Pośród licznych konferencji prasowych targów Caravan Salon 2019 naszej uwadze nie mogło ujść spotkanie ze specjalistami sondującymi nastroje – mowa oczywiście o Stowarzyszeniu Przemysłu Caravaningowego (CIVD) z siedzibą w Niemczech.
Z wielu danych odnotujemy tylko najświeższe doniesienia rynkowe. Otóż w pierwszych siedmiu miesiącach tego roku zarejestrowano w Niemczech ponad 61 000 pojazdów kempingowych. To o 13% więcej niż w tym samym okresie roku 2018. Co więcej, tak pokaźny wzrost to najlepszy wynik w kilkudziesięcioletniej historii badań CIVD. Równie mocno rozwija się rynek wtórny, skoro do końca lipca br. prawie 79 000 pojazdów kempingowych zmieniło swych właścicieli. To o ponad 5% więcej niż w poprzednim roku.
Caravaning staje się coraz bardziej popularny nie tylko w Niemczech. W ciągu pierwszych sześciu miesięcy tego roku zarejestrowano w Europie niewiele mniej niż 132 000 pojazdów! A mowa tu tylko o liczbie nowych rejestracji samochodów kempingowych i przyczep kempingowych. To o ponad 3% więcej niż w roku poprzednim i najlepszy wynik (wskaźnik wzrostu liczby rejestracji) od 2007 r.
Przemysł caravaningowy w pierwszym półroczu wygenerował obroty na poziomie 6,2 mld euro i tym samym osiągnął najlepszy wynik półroczny spośród wszystkich w historii badań. Ogółem sprzedaż produktów wzrosła o niecałe 5%. W skali całego roku całkiem realne jest osiągnięcie rekordowego poziomu 11,6 mld euro obrotu.

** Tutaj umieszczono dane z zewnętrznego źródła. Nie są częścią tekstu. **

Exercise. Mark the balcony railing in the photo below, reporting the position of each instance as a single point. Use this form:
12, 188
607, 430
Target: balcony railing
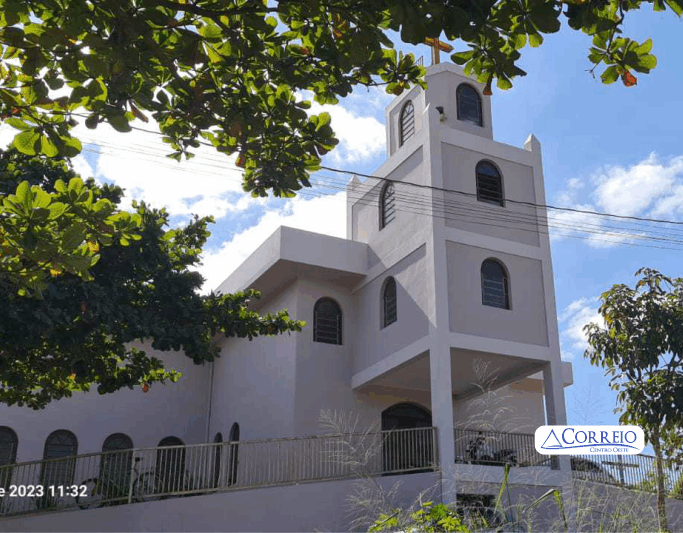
496, 448
128, 476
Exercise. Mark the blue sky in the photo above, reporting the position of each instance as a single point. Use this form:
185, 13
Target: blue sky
610, 148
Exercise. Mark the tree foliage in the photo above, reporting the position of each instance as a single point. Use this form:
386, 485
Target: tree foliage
641, 347
77, 333
229, 72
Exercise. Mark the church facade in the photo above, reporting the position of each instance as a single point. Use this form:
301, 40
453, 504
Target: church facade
439, 300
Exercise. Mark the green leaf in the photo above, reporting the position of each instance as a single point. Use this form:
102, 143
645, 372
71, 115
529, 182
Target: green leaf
119, 123
48, 147
610, 75
27, 142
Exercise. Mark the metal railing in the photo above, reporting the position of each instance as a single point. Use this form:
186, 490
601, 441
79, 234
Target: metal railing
496, 448
631, 471
128, 476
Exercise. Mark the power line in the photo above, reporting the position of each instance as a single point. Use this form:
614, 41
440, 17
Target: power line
435, 205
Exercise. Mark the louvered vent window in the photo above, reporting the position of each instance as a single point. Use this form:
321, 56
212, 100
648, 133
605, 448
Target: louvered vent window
389, 305
327, 322
407, 122
8, 454
387, 205
494, 285
469, 104
489, 184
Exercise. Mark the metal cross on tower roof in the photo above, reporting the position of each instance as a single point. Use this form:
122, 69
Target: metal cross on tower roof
437, 46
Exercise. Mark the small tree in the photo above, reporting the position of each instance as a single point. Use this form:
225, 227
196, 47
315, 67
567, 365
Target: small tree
77, 332
641, 347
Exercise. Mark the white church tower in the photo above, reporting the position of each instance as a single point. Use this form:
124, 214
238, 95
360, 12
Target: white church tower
441, 292
453, 220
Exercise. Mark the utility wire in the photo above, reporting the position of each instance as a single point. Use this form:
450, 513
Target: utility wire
426, 204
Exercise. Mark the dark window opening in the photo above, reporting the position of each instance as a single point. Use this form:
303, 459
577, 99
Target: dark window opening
407, 123
389, 303
469, 104
327, 322
494, 285
489, 184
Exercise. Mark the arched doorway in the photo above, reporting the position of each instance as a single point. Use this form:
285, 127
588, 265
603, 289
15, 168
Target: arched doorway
170, 464
405, 450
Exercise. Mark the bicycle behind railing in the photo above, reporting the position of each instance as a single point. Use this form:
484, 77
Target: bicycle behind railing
128, 476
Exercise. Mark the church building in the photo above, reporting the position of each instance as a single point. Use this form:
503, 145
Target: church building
433, 324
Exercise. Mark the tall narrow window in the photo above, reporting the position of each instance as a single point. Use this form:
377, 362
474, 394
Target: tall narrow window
389, 307
469, 104
387, 207
62, 445
233, 459
218, 439
494, 285
407, 123
489, 184
8, 454
115, 467
327, 323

Ogłoszonym podczas rozpoczęcia targów Caravan Salon w Düsseldorfie wynikom towarzyszyły komentarze, że coraz więcej producentów odczuwa braki kadrowe. Owszem, producenci z Niemiec zwiększyli swoją produkcję o 1,2% w pierwszej połowie roku, ale mogliby produkować więcej. Dziś większość z nich rozbudowuje swoje zakłady i... poszukuje wykwalifikowanych pracowników. W czasach deficytów kadrowych rośnie udział stażystów i osób decydujących się przekwalifikować.